The effect of paulownia extract on MAPKs expression was examined. LPS treatment significantly increased the expression of MAPK. The expression of p-ERK was markedly increased, but markedly decreased when 200 μg / mL of Paulownia extract was treated. However, p-p38 and p-JNK were not affected (Fig. 5). As a result of measuring the change in TBK1, a protein that affects MyD88 independent signaling, paulownia extract did not affect the increased p-TBK1 after LPS treatment (Fig. 5).
NF-κB is a transcriptional regulator that induces expression of inflammation-related mediators. When activated by LPS, NF-κB increases the expression of iNOS, COX-2, and pro-inflammatory cytokine18).
Normally, cells are present in the cytosol in the heterodimer form of NF-κB p65 and p50. When IκBα is phosphorylated by the inflammatory response, it moves to the nucleus and acts as a transcription factor19).
In this study, p-IκBα was significantly increased and the amount of IκBα was significantly decreased in the LPS-induced group (Fig. 6).
However, when the paulownia extract was treated, it was confirmed that the phosphorylation of IκBα was inhibited. In addition, the expression of NF-κB p65 protein in the nuclear fraction showed that in the LPS-treated group, the intranuclear migration of NF-κB was significantly increased in comparison with the control group and decreased in the paulownia extract-treated group (Fig. 6).

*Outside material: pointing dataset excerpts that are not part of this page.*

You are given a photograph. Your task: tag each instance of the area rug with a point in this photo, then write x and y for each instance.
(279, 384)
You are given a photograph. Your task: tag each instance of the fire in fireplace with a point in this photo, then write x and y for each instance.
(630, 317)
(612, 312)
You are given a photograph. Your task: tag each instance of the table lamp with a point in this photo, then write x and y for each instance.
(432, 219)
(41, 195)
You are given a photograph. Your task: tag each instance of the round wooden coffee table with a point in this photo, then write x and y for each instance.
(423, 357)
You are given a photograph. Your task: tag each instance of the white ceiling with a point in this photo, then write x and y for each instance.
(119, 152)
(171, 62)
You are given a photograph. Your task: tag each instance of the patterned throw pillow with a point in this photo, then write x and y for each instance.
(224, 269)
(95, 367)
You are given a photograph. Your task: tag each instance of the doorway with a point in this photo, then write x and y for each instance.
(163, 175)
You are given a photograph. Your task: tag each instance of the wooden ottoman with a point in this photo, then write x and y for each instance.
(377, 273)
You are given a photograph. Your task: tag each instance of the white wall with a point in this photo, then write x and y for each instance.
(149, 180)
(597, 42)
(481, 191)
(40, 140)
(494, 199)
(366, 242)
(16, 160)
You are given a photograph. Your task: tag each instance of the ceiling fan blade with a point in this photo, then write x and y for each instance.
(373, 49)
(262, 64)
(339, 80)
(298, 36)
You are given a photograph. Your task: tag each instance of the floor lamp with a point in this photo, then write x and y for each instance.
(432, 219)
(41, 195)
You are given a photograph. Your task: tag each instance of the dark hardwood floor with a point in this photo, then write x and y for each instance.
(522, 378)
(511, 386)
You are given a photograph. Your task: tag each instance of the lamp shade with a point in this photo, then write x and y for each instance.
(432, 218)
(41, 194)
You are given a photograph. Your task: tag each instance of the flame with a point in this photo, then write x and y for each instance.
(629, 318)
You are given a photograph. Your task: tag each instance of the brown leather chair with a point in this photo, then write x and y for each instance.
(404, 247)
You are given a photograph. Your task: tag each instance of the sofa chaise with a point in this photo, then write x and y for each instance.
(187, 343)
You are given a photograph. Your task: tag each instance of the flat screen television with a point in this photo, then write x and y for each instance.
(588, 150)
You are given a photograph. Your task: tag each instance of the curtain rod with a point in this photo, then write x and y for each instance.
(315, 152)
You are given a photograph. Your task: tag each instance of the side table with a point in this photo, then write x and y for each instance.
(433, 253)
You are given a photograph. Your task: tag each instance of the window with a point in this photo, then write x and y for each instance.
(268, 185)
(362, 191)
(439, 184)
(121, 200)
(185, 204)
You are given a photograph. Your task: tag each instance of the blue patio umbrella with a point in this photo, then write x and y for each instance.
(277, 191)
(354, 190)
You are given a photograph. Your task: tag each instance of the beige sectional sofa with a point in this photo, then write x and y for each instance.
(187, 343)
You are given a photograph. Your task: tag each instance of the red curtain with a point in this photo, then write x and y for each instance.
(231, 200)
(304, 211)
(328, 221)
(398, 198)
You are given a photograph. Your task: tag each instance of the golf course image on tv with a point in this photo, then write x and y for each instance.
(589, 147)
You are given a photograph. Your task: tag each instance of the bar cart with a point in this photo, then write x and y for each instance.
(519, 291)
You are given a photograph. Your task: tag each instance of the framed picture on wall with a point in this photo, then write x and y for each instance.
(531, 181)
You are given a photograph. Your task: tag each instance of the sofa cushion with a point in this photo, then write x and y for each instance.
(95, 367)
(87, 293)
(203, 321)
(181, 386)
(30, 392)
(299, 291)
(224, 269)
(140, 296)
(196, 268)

As a result, it was confirmed that the paulownia extract has anti-inflammatory effect by inhibiting the phosphorylation of IκBα in LPS-activated macrophages, inactivating signaling pathways that inhibit the migration of NF-κB p65 in the nucleus. Therefore, based on the results of this study, the MyD88 dependent pathway schema related to the anti-inflammatory efficacy of paulownia extract is shown in Fig. 7.
9. Summary
The purpose of this study was to determine the antioxidant activity of paulownia extract and to determine the total polyphenol and flavonoid content in paulownia extract. The total polyphenol content was 148.98 ± 1.84 mg GAE/g extract and the total flavonoid content was 115.33 ± 4.16 mg CE/g extract.
As a result of measuring DPPH radical scavenging ability using ESR, the IC50 value of 50% radical scavenging concentration was 0.025 mg/mL, indicating high DPPH radical scavenging activity.

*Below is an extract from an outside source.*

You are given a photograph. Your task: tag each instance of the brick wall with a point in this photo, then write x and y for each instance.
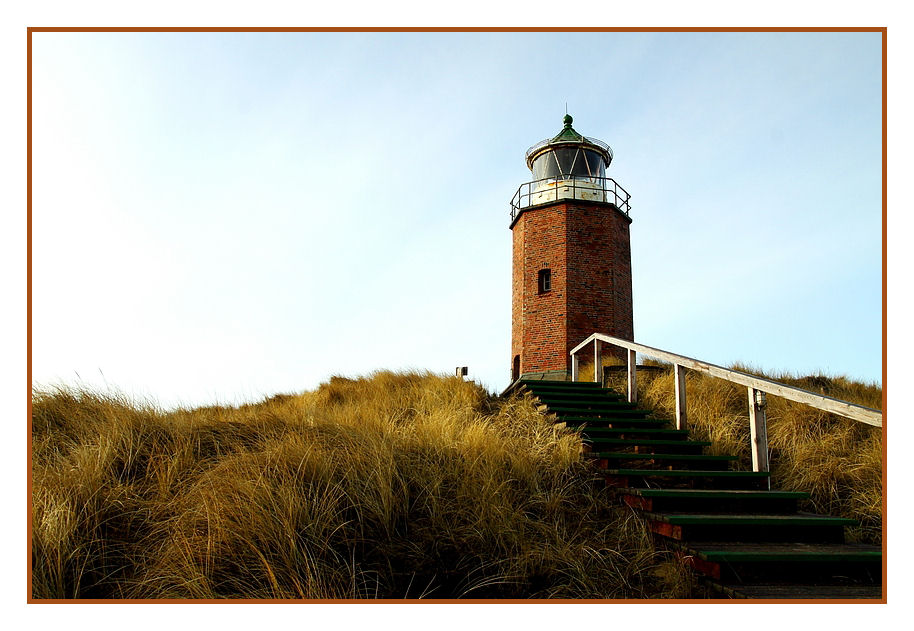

Radical scavenging activity using ABTS and total antioxidant activity using FRAP method also showed that Paulownia extract had high antioxidant effect. RAW264.7 cells induced inflammation with LPS were treated with paulownia extract at non-toxic concentrations to determine NO, an inflammatory mediator. As a result, it was confirmed that the amount of NO produced was reduced in a concentration -dependent manner.
In addition, the production of pro-inflammatory cytokine (IL-6, TNF-α) was inhibited, iNOS expression was also reduced.

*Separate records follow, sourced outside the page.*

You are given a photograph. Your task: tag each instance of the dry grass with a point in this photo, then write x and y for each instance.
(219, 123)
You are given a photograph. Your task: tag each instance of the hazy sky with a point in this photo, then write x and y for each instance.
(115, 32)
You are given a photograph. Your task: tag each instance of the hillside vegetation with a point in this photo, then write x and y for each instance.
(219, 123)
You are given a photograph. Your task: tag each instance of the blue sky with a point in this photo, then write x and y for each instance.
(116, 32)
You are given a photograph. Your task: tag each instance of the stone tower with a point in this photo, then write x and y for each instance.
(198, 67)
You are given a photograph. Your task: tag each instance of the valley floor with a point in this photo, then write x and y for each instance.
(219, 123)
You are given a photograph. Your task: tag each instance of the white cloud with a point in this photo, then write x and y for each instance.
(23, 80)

Paulownia extract also affected the phosphorylation of ERK through the MyD88 dependent signal transduction pathway, a major pathway of the inflammatory response. In addition, the inhibition of phosphorylation of IκB α inhibited nuclear migration of NF-κB, which showed an anti-inflammatory effect.
The results of this study can provide basic information on anti-inflammatory materials derived from Korean native plants. Further studies on the separation and purification of active compounds with anti-inflammatory effects are expected.